Selon l'agence de presse d'État, la Korean Central News Agency (KCNA), le moteur nouvellement développé a atteint une poussée maximale de 2 500 kilonewtons. Cela représente une augmentation massive de 26 % par rapport aux 1 971 kilonewtons enregistrés lors d'un test similaire en septembre 2025.
Les analystes militaires suggèrent que ce moteur amélioré est spécifiquement conçu pour le Hwasong-20, un missile balistique intercontinental (ICBM) de nouvelle génération actuellement en développement. Ce bond en puissance est une exigence technique critique pour deux objectifs stratégiques principaux.
Premièrement, il facilite l'utilisation de véhicules de rentrée multiples indépendamment ciblables (MIRV), qui permettent à un seul missile de déployer plusieurs ogives nucléaires capables de frapper différentes villes américaines simultanément. Deuxièmement, la puissance ajoutée permet au missile de transporter des charges lourdes, y compris des leurres sophistiqués et des contre-mesures conçues pour submerger et confondre les systèmes de défense antimissile américains lors de la rentrée.
Le passage à la technologie des moteurs à propergol solide à forte poussée est particulièrement alarmant pour les experts en sécurité internationale car il modifie fondamentalement le calendrier stratégique d'un lancement. Contrairement aux anciens missiles à propergol liquide, qui nécessitent des heures de ravitaillement très visible sur la rampe de lancement, les variantes à propergol solide sont prêtes instantanément, car elles peuvent être stockées dans un état de carburant pendant de longues périodes.
Cette capacité les rend exceptionnellement mobiles et furtifs ; ils sont généralement déployés à partir de lanceurs-transporteurs (TEL) qui peuvent se cacher dans des tunnels ou des forêts. Par conséquent, ces missiles sont presque impossibles à détecter par la surveillance par satellite avant le lancement, réduisant considérablement le temps d'avertissement pour une frappe potentielle.

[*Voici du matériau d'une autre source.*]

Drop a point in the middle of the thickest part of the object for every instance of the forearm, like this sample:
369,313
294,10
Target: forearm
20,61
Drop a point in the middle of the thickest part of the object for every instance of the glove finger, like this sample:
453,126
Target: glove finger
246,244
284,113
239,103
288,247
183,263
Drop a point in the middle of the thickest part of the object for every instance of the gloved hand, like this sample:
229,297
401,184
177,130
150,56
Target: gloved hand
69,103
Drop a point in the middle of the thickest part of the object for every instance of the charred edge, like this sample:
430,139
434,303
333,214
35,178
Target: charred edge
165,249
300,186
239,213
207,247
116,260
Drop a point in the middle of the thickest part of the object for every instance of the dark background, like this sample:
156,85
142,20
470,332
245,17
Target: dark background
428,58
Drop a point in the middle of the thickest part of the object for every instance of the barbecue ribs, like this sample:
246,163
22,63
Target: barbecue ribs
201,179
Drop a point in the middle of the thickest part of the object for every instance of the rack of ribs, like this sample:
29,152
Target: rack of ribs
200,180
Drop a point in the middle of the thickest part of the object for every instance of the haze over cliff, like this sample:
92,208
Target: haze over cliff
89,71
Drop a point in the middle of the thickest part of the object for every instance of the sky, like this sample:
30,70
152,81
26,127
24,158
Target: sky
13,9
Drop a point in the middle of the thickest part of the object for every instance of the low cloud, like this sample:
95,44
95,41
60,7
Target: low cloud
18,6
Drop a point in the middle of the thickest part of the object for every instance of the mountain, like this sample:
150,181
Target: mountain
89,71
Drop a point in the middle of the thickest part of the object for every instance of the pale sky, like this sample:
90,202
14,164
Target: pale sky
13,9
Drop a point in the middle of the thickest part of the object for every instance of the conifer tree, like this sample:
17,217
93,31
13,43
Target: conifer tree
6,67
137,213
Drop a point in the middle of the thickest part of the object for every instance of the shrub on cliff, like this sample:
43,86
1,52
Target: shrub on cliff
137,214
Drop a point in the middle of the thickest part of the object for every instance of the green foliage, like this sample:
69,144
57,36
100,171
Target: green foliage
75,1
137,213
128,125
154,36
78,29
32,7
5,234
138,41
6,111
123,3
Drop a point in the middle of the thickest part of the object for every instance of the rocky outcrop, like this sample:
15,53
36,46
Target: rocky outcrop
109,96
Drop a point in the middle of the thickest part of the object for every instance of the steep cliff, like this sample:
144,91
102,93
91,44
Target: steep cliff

Le test du moteur fait suite à un discours provocateur de Kim Jong Un au Parlement nord-coréen plus tôt cette semaine, dans lequel il a promis de cimenter de manière irréversible le statut du pays en tant que "puissance nucléaire de premier plan". Il a également profité de l'occasion pour accuser les États-Unis de "terrorisme d'État mondial et d'agression", faisant probablement référence au conflit en cours au Moyen-Orient.
"Ce test revêt une immense signification pour mettre la puissance militaire stratégique du pays au plus haut niveau," a déclaré Kim lors de l'inspection. "Il satisfait suffisamment la stratégie nationale et les exigences militaires pour moderniser nos forces stratégiques."
Le test a immédiatement suscité la condamnation de Washington et de Séoul. Un porte-parole du ministère sud-coréen de la Défense nationale a qualifié cette initiative de "violation flagrante des résolutions du Conseil de sécurité de l'ONU", tandis que des responsables américains ont souligné que le développement de cette technologie est "inherently destabilizing" pour la région du Pacifique.
Alors que le programme d'escalade militaire de 2026 se poursuit, cette dernière étape suggère que Pyongyang ne vise plus seulement la côte américaine, mais perfectionne activement la puissance nécessaire pour atteindre le cœur américain avec une menace à plusieurs ogives.